При советской власти - страница 45



Через распахнутое за его спиной окно в комнату влетал свежий предутренний ветерок, слегка колыхавший закрывавшие пол-окна холщовые занавески. И вдруг над занавеской этой взметнулась чья-то рука с зажатой в ней гранатой на длинной ручке.

– Ложись! – успел крикнуть Митричев, падая на дощатый пол, и тотчас же раздался взрыв.

Первые несколько дней он ничего не слышал. Видел только, как врачи раскрывают рты, разговаривают, но о чём они говорят, не слышал, а читать по губам он не умел. Мысли, словно тяжёлые камни, нехотя переваливались в голове, и это причиняло ему нестерпимые боли. И тогда Митричев начинал стонать. Симпатичная медсестра тотчас делала ему укол, и он засыпал. Лишь на шестые сутки слух стал постепенно возвращаться к нему.

А окончательно начинавшую серьёзно надоедать тишину эту расколол, ворвавшийся в палату Женька Пухов.

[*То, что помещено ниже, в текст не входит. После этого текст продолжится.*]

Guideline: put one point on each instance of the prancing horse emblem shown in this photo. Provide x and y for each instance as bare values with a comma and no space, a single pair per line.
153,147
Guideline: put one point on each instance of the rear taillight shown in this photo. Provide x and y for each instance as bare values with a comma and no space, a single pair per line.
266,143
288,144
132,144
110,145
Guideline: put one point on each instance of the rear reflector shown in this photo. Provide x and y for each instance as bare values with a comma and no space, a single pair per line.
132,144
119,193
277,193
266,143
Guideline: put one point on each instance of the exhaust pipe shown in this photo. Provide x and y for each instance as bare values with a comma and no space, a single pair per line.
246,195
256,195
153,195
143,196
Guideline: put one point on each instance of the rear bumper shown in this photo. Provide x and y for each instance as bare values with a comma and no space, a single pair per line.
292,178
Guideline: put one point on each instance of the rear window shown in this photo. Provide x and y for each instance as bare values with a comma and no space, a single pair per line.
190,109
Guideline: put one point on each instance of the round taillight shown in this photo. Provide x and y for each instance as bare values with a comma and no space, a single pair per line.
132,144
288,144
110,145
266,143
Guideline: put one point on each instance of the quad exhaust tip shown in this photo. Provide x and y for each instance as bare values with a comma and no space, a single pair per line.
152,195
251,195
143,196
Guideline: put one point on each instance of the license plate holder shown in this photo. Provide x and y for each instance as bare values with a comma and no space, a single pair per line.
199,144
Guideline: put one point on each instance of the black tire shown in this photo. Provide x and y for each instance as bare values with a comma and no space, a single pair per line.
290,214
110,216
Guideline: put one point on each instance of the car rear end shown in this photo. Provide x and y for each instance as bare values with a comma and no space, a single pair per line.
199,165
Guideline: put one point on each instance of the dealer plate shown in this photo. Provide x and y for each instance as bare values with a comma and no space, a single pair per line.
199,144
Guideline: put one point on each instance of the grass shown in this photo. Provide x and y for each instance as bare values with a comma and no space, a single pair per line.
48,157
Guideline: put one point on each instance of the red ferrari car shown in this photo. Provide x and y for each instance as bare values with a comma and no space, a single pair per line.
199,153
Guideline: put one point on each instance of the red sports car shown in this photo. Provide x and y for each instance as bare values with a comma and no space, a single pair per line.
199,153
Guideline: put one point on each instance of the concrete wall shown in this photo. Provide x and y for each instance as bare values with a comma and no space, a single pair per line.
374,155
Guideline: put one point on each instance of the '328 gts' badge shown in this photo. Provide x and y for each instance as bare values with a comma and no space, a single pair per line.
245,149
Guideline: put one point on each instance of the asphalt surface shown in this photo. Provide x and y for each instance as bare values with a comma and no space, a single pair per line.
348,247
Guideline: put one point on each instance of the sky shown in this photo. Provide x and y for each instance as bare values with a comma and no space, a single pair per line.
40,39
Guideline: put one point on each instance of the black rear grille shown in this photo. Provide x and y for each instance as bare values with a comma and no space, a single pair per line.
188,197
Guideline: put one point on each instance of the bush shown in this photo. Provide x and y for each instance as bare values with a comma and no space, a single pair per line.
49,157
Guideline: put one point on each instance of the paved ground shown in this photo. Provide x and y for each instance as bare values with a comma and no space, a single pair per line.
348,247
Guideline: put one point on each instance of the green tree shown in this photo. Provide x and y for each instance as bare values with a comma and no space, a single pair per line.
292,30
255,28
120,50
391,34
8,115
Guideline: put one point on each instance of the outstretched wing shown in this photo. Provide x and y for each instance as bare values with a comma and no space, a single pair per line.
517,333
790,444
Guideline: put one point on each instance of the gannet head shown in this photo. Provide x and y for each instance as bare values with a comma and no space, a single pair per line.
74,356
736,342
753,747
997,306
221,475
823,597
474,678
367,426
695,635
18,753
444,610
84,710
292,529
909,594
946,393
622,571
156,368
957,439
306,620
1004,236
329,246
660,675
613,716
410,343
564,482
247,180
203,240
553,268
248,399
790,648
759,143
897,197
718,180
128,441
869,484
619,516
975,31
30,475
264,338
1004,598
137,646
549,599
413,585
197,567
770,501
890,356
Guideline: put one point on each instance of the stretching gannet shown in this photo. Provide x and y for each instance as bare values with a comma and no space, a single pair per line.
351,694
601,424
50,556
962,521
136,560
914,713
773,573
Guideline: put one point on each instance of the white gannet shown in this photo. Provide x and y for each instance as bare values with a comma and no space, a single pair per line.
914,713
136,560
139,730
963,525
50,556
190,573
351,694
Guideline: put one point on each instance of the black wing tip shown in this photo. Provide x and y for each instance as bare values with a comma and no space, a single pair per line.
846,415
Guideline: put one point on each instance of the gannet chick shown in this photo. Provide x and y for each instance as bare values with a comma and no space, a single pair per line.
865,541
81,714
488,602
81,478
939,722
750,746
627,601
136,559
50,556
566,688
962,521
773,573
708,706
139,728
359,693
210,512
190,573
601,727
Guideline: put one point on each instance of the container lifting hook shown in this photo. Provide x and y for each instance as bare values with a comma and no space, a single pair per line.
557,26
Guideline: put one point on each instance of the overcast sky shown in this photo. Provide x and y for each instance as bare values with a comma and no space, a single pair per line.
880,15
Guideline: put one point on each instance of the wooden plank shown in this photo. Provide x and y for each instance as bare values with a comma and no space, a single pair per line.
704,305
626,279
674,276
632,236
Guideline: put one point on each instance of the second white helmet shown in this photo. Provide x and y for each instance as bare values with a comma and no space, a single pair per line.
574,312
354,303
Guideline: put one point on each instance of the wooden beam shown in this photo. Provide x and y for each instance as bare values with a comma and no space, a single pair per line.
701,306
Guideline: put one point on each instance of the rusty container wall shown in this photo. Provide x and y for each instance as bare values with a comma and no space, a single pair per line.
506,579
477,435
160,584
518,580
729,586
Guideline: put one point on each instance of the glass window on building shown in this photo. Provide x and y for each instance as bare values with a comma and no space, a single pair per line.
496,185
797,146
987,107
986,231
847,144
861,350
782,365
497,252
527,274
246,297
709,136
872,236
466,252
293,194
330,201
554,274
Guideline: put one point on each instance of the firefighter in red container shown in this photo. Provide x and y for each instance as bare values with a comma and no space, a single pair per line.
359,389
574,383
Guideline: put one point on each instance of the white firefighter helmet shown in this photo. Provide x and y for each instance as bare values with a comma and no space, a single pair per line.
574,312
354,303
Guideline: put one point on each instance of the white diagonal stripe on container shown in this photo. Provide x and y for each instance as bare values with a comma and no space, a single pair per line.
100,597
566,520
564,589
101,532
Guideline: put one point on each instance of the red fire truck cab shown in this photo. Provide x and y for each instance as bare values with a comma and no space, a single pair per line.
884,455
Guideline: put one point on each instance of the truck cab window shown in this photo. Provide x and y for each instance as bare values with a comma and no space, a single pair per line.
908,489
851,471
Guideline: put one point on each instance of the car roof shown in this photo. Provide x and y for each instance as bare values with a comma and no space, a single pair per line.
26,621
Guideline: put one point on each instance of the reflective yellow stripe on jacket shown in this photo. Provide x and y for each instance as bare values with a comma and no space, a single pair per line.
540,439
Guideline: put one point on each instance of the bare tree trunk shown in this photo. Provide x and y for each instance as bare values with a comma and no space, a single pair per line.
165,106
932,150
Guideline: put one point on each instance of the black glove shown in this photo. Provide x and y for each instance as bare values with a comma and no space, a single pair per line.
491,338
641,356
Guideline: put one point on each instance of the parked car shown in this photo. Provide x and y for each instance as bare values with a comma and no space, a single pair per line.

Ворох новостей, обрушенных на него приятелем, настолько утомил Гришу, что голова его несчастная вновь разболелась не на шутку и, казалось, готова была треснуть, как спелый арбуз. А Женька всё говорил и говорил, при этом пристально глядя на Митричева. И вдруг спросил, чуть понизив голос:

– Ты как у особиста оказался-то?

Гриша, несмотря на жуткую головную боль, понял, что с Женькой нельзя теперь же не объяснится. Он прошептал одними губами:

– Наклонись, – и когда Женька приблизил своё ухо к губам Митричева, поведал ему в двух словах – на длительные объяснения у него всё равно не хватило бы сил, – о своём неожиданном аресте и по какой причине нелепой он произошёл. С трудом заканчивая свой короткий рассказ, откинулся на подушку и закрыл глаза.

– Вот это да, – присвистнул Пухов.

А симпатичная медсестра, заметив состояние Митричева, погнала Женьку из палаты. Но в дверях он, что-то шепнув медсестре, всё-таки вернулся к койке Митричева и негромко сказал:

– Майор тот погиб, как и сержант.

Выпроводив, наконец, назойливого посетителя, медсестра предупредительно задёрнула занавески: резкий свет Митричев воспринимал пока что весьма болезненно, а койка его как раз стояла у самого окна.

Но на этом Митричева в покое не оставили. Осматривавший его врач, пожилой, с утомлёнными глазами сказал, что его хочет видеть некий подполковник, прибывший из штаба дивизии. А на умоляющий взгляд Гриши только развел руками: не может он этого запретить.

И через минуту в палату стремительно вошёл невысокий человек с накинутом на широкие плечи белом халате, развевавшимся, словно бурка на скачущим во весь опор всаднике.

Подойдя к койке Митричева, он придвинул стул к самому её изголовью и, усевшись, спросил, глядя на Гришу серо-голубыми с весёлым прищуром глазами:

– Как себя чувствуешь, лейтенант?

Митричев собрался было бодренько отрапортовать, что всё отлично, иду на поправку, но быстро сообразил, что делать этого не следует. Подполковник-то, как он сразу догадался, из особого отдела, наверно, начальник погибшего майора, а стало быть, опять будет его во враги записывать. Так что пока лучше всего было хворым прикинуться.

– Голова, – прошептал он и поморщился.

– Знаю, контузия у тебя серьёзная. Но ты уж потерпи, я не долго буду тебя мучить. Как там у вас всё случилось-то, помнишь?

Митричев сдвинул на оцарапанной переносице обожжённые брови, лоб наморщил – как бы задумался. Отсутствием памяти он не страдал, до определённого момента, а именно до взрыва гранаты всё помнил хорошо. Но зачем подполковнику знать об этом?